(bkz:
ne dediler/#3779515)
kendisinden ezber bozan bir analiz gelmiş. sinan yılmaz'a katılmamak mümkün değil. mesela euro 2020 kadrosu da tam da bu yüzden övülürdü. stoperlerin leicester-atalanta'da oynuyor, orta sahan interli, şampiyon lille'nin 3 oyuncusu bizde, o halde turnuvada kesin iş yapıyorduk. öyle bir hayal kırıklığına uğradık ki o kadrodan itibarı kalan bir isim bile kalmadı, çoğu da ortalama 23-24 yaşında topçulardı. peki nerede fenerbahçeli, galatasaraylı oyuncular? aman canım onların önemi mi var, hepsi avrupa'da oynuyor maşallah. bu takım avrupai takım, bakın yabancı sınırı kalktı, ondan böyle oldu, hadi salın bir daha yabancı sınırını falan. bu cümleler sorgulanmadan kabul ediliyordu, gerçekler tam tersi yönde olmasına rağmen.
aynı frankofon kitle, yabancı sınırının kaldırılmasıyla aynı anda takıma 10 tane yabancı yıldız alarak, tek bir türk oyuncu bile oynatmayarak avrupa'da başarı geleceğini zanneder. başarı gelir mi bilmem ama batış-iflas garanti. üretmeden, katma değer yaratmadan, sadece markaları yan yana getirip başarılı olan tek bir kulüp bile yok. buna real madrid los galaktikos dönemi de dahil. başarı için bazen bir hagi bile yeterli olabiliyor. ama hagi'yi başarılı kılan ortamın varlığını herkes atlıyor. yine bu frankofon kitle hagi olmasaydı hiçbir şeyin başarılamayacağına inanır, mesela bunu fatih altaylı'da görebilirsiniz. bunlara göre fatih terim'i bile hagi fatih terim yapmıştır. yani bu kompleks özellikli ve emek kokan başarıyı bile bu kadar basit formülize ederler. sonra da aynı başarının yıllardır neden bir daha gelmediğine kafa yormazlar.
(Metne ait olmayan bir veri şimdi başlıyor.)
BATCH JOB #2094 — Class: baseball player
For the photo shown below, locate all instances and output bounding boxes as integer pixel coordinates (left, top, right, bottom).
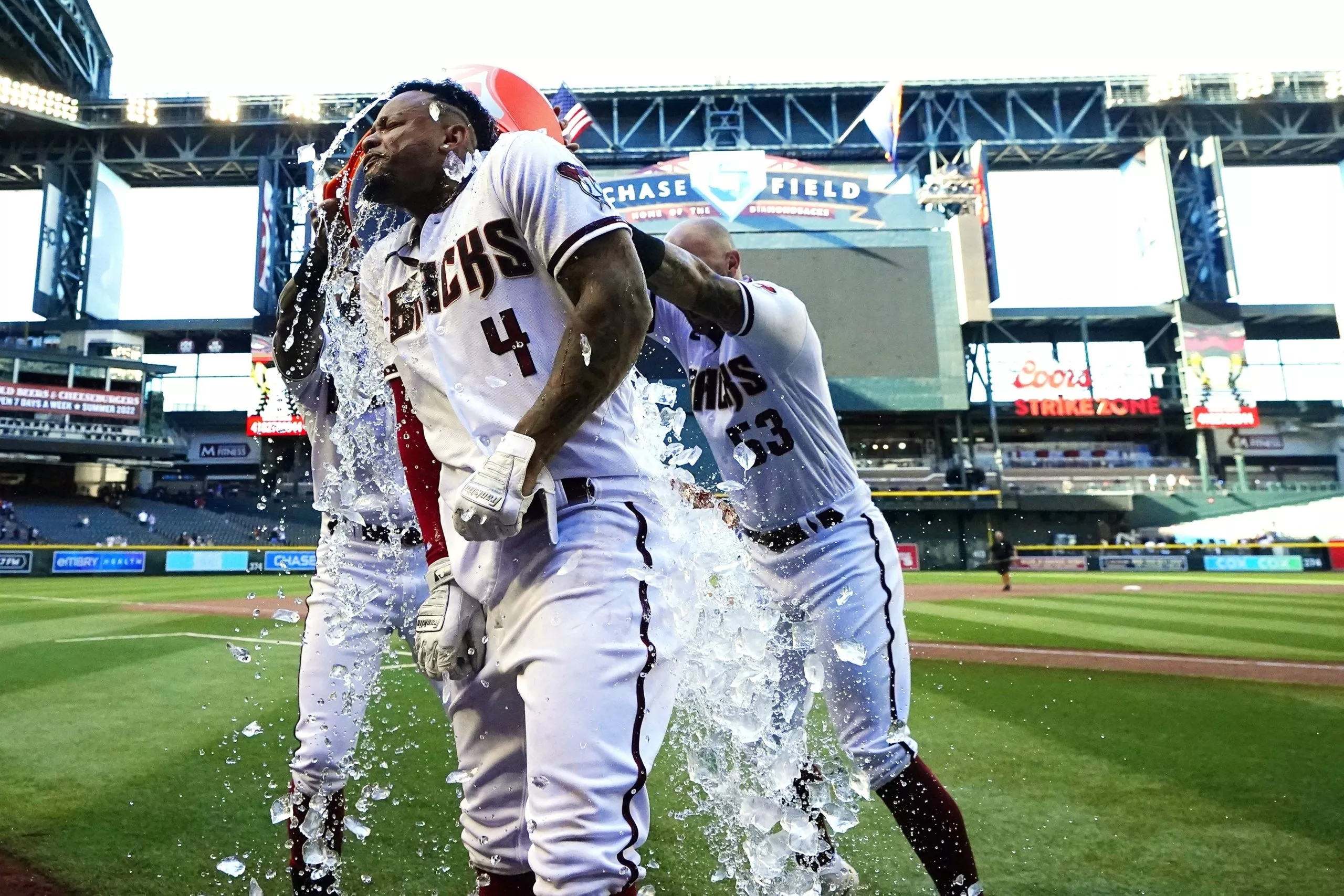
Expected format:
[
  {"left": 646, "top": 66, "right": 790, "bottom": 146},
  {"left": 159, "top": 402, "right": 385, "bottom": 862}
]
[
  {"left": 274, "top": 200, "right": 446, "bottom": 896},
  {"left": 360, "top": 82, "right": 676, "bottom": 896},
  {"left": 634, "top": 219, "right": 981, "bottom": 896}
]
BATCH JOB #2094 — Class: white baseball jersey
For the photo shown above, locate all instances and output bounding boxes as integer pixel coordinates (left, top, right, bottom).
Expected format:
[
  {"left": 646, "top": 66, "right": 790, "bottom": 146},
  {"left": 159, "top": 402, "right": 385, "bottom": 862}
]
[
  {"left": 650, "top": 281, "right": 862, "bottom": 531},
  {"left": 285, "top": 360, "right": 415, "bottom": 526},
  {"left": 360, "top": 132, "right": 643, "bottom": 478}
]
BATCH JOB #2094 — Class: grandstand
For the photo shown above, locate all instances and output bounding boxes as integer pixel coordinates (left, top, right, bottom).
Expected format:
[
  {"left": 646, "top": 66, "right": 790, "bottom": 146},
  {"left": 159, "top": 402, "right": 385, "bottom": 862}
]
[{"left": 0, "top": 5, "right": 1344, "bottom": 567}]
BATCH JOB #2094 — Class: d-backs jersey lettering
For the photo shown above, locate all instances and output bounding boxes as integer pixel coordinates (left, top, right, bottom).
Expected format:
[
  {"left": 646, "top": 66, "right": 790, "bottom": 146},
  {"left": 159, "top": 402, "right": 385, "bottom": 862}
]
[
  {"left": 360, "top": 132, "right": 641, "bottom": 477},
  {"left": 650, "top": 281, "right": 859, "bottom": 531}
]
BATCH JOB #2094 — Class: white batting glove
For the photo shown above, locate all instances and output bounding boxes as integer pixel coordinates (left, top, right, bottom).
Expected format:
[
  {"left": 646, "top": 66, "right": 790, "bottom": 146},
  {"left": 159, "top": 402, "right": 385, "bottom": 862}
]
[
  {"left": 453, "top": 430, "right": 554, "bottom": 541},
  {"left": 413, "top": 557, "right": 485, "bottom": 681}
]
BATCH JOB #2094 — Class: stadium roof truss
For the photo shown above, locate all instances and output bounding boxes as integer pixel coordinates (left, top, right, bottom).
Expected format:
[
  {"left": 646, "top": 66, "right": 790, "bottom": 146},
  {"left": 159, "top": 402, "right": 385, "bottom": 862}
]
[{"left": 0, "top": 76, "right": 1344, "bottom": 189}]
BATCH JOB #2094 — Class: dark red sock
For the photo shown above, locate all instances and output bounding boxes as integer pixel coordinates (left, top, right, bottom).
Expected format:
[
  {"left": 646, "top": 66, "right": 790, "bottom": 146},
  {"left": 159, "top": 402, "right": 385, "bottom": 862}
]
[
  {"left": 387, "top": 371, "right": 447, "bottom": 563},
  {"left": 476, "top": 870, "right": 536, "bottom": 896},
  {"left": 878, "top": 756, "right": 980, "bottom": 896}
]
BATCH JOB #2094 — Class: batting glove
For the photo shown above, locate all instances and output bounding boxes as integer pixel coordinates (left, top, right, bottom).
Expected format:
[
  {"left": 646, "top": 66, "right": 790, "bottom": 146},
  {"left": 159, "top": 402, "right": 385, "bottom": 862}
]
[
  {"left": 414, "top": 557, "right": 485, "bottom": 681},
  {"left": 453, "top": 430, "right": 554, "bottom": 541}
]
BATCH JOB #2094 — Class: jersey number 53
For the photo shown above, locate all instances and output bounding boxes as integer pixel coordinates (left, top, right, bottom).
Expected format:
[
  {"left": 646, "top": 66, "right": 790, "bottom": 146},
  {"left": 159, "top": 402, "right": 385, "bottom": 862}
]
[{"left": 724, "top": 407, "right": 793, "bottom": 466}]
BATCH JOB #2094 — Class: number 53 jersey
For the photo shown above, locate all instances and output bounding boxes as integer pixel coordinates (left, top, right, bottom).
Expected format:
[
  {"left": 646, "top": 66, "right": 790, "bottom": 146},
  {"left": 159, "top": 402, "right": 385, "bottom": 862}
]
[
  {"left": 360, "top": 132, "right": 643, "bottom": 478},
  {"left": 650, "top": 281, "right": 860, "bottom": 531}
]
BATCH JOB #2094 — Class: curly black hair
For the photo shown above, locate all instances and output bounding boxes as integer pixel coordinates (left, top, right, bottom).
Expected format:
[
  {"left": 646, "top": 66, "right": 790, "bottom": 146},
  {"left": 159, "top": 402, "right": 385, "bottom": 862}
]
[{"left": 388, "top": 78, "right": 499, "bottom": 151}]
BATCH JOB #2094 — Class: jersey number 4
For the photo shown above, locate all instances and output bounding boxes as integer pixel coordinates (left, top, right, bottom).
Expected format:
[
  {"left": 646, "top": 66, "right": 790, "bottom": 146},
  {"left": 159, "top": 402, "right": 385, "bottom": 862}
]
[
  {"left": 481, "top": 308, "right": 536, "bottom": 376},
  {"left": 726, "top": 407, "right": 793, "bottom": 466}
]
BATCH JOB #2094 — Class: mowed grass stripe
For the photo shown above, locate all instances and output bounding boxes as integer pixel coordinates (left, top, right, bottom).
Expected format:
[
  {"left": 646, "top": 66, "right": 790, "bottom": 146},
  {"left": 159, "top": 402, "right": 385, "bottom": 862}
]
[
  {"left": 1023, "top": 598, "right": 1344, "bottom": 649},
  {"left": 1054, "top": 594, "right": 1344, "bottom": 622},
  {"left": 906, "top": 600, "right": 1344, "bottom": 662}
]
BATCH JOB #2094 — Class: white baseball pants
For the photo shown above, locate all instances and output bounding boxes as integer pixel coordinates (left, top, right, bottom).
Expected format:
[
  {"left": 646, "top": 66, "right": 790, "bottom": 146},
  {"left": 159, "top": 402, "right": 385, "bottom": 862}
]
[
  {"left": 743, "top": 489, "right": 918, "bottom": 787},
  {"left": 289, "top": 526, "right": 438, "bottom": 794},
  {"left": 444, "top": 477, "right": 677, "bottom": 896}
]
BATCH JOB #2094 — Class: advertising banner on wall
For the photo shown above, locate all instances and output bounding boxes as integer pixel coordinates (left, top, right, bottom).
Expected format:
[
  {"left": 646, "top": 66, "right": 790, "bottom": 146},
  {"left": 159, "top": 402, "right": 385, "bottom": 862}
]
[
  {"left": 51, "top": 551, "right": 145, "bottom": 572},
  {"left": 1204, "top": 553, "right": 1303, "bottom": 572},
  {"left": 247, "top": 333, "right": 308, "bottom": 435},
  {"left": 1174, "top": 302, "right": 1259, "bottom": 428},
  {"left": 1012, "top": 556, "right": 1087, "bottom": 572},
  {"left": 0, "top": 383, "right": 140, "bottom": 423},
  {"left": 1101, "top": 556, "right": 1190, "bottom": 572}
]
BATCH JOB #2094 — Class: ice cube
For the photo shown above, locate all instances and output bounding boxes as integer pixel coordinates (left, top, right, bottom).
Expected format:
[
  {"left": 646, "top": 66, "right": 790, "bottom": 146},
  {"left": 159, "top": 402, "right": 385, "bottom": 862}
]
[
  {"left": 821, "top": 802, "right": 859, "bottom": 834},
  {"left": 732, "top": 442, "right": 755, "bottom": 470},
  {"left": 802, "top": 653, "right": 826, "bottom": 693},
  {"left": 555, "top": 551, "right": 583, "bottom": 575},
  {"left": 738, "top": 794, "right": 783, "bottom": 834},
  {"left": 832, "top": 641, "right": 868, "bottom": 666},
  {"left": 668, "top": 445, "right": 700, "bottom": 466},
  {"left": 215, "top": 856, "right": 247, "bottom": 877}
]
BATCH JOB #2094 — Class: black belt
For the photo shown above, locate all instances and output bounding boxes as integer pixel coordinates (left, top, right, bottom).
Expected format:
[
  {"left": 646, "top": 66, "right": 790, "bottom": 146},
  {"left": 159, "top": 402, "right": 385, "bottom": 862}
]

rahmetli william wallace braveheart filminde ''iskoçya'nın en büyük sorunu iskoçyalılarla dolu olmasıdır.'' derdi. ya da mel gibson böyle buyurmuştu. bizim sorunumuz da bu. fazla türk'üz. kimimiz batı dünyasına aşık, kimimiz araplara aşık. bu aşağılık kompleksinden bir an önce çıkmamız gerekiyor. bizde imkan var ama vizyon yok. o vizyon da yabancı sınırından kurtulmalıyız, kaç evladım bu ülkeden kurtar kendini gibi basit cümleler hiç olamaz.